General Motors and Ford bear some of the highest labor costs per worker among the largest automakers with factories in the U.S., according to the latest wage analysis by the Center for Automotive Research. Last year, GM paid $58 per worker per hour (including profit-sharing bonuses and benefits), while Ford paid $57. Chrysler paid $48. Meanwhile, most foreign rivals, which run nonunion factories in the U.S., spent considerably less. One reason for the disparity centers on the fact that the U.S. units of companies such as Honda and Toyota have lower so-called legacy costs, mostly related to retirement benefits.
With all the positive news on the automotive front, many of the UAW’s rank-and-file members have demanded that eliminating the two-tier wage system should be a top priority.
Under the system, autoworkers who landed jobs with U.S. automakers since 2008 earn significantly less than those hired before then. During the 2011 contract negotiations, the UAW eked out a pay hike for the second-tier employees, giving them starting wages of $15.78 an hour, which increased to $19.28 after four years. The average hourly wage for workers hired before 2008 is $28, according to the union.
About 28 percent of the roughly 137,000 Detroit Three hourly employees spread out in factories across several states earn second-tier wages, which UAW members say has created a two-class wage system among them that threatens the sense of solidarity the union is supposed to engender.
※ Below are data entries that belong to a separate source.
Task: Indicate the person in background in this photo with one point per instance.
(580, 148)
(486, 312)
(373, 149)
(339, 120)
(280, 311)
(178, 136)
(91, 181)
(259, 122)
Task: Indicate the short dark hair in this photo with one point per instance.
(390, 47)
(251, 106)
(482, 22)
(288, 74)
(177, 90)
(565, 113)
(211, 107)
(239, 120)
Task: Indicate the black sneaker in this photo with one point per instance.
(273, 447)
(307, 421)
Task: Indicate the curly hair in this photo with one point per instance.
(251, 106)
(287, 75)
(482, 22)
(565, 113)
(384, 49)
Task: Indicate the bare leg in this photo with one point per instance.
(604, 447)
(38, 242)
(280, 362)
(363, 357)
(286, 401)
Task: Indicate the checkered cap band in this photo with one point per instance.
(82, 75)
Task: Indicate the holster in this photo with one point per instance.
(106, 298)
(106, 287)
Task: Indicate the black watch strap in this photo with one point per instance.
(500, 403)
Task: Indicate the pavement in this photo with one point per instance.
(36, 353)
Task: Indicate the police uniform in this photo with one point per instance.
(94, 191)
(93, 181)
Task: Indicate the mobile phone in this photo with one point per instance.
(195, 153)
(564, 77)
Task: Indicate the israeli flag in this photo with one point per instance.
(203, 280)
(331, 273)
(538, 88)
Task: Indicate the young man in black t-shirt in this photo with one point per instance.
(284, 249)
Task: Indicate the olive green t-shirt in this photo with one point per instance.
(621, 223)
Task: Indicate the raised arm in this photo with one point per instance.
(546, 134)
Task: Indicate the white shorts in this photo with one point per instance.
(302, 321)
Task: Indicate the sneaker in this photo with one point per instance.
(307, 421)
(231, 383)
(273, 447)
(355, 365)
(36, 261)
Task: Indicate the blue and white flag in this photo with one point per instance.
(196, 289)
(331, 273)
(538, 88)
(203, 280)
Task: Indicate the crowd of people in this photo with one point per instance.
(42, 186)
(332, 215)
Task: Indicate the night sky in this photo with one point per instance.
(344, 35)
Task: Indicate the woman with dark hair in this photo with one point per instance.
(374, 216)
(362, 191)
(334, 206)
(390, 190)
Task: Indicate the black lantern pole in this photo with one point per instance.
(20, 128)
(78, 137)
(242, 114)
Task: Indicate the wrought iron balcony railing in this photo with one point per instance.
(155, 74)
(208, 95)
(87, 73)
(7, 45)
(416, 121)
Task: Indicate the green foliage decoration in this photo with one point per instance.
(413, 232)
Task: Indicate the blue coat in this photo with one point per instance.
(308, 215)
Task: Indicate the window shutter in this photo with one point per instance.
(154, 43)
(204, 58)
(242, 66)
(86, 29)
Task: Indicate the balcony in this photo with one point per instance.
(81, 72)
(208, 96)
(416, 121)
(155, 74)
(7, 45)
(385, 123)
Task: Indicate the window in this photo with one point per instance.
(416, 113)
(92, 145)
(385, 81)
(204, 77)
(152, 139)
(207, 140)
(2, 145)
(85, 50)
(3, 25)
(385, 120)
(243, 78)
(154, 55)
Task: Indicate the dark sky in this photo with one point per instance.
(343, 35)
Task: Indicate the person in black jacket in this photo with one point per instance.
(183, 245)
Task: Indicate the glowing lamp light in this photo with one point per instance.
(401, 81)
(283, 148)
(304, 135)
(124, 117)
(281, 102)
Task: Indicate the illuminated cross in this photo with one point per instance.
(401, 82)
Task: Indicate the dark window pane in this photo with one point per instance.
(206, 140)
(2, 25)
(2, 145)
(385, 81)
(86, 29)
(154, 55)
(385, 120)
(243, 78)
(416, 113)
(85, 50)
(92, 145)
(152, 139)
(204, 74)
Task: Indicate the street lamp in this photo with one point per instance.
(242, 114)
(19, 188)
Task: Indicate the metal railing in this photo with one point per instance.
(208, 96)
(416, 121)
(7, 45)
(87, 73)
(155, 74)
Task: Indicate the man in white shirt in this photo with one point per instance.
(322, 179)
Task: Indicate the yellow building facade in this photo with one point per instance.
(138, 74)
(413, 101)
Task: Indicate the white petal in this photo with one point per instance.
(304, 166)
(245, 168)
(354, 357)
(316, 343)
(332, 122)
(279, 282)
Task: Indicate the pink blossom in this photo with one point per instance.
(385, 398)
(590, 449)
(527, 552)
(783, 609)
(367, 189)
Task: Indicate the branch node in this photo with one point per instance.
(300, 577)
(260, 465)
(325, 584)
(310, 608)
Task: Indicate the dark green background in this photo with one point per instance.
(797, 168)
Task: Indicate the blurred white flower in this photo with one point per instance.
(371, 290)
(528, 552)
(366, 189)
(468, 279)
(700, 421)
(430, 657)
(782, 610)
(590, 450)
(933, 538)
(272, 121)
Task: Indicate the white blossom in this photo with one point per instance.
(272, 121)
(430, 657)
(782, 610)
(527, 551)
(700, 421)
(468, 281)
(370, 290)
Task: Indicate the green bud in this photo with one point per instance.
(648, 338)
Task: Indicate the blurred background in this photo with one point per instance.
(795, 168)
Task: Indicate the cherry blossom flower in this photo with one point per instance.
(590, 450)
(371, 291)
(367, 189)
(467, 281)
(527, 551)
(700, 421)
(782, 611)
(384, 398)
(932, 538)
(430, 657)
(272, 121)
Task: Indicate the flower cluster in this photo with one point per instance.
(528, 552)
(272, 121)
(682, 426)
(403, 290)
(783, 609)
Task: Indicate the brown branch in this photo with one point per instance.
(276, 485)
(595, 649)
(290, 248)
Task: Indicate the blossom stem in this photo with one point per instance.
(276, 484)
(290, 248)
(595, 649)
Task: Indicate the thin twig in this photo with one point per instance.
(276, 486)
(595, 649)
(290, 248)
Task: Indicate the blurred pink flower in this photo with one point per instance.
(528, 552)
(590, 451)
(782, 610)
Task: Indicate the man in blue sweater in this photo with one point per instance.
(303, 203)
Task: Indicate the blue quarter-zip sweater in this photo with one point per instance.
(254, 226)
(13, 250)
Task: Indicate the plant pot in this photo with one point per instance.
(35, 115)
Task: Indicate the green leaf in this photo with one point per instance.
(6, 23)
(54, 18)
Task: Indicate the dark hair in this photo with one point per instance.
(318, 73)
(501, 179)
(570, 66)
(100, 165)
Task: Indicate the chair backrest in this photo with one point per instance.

Auto companies prefer to grant profit-sharing bonuses over raises because the bonuses aren’t fixed expenses and can be adjusted based on the companies’ ongoing performances. GM paid as much as $8,800 in profit-sharing bonuses to its more than 48,000 hourly workers in 2014, up from the maximum of $7,500 the previous year. Ford paid as much as $6,900 to its nearly 50,000 hourly workers last year. And Chrysler paid as much as $2,750 to its roughly 37,500 employees during the same period.
But the UAW is attempting to secure increases in base pay, because the base is more reliable, even though the resultant higher labor costs could cut the profit-sharing bonuses. Meanwhile, the union appears to be backing off efforts to eliminate the two-tier wage system, as it instead seeks to close the gap between the two tiers by calling for another pay hike for second-tier employees. Senior workers, who have seen two contracts come and go without increases, will also want raises. So, while all Detroit Three workers could get pay boosts after September, the temporary two-tier wage system is starting to look more like a permanent system -- or, at least, an indefinite one.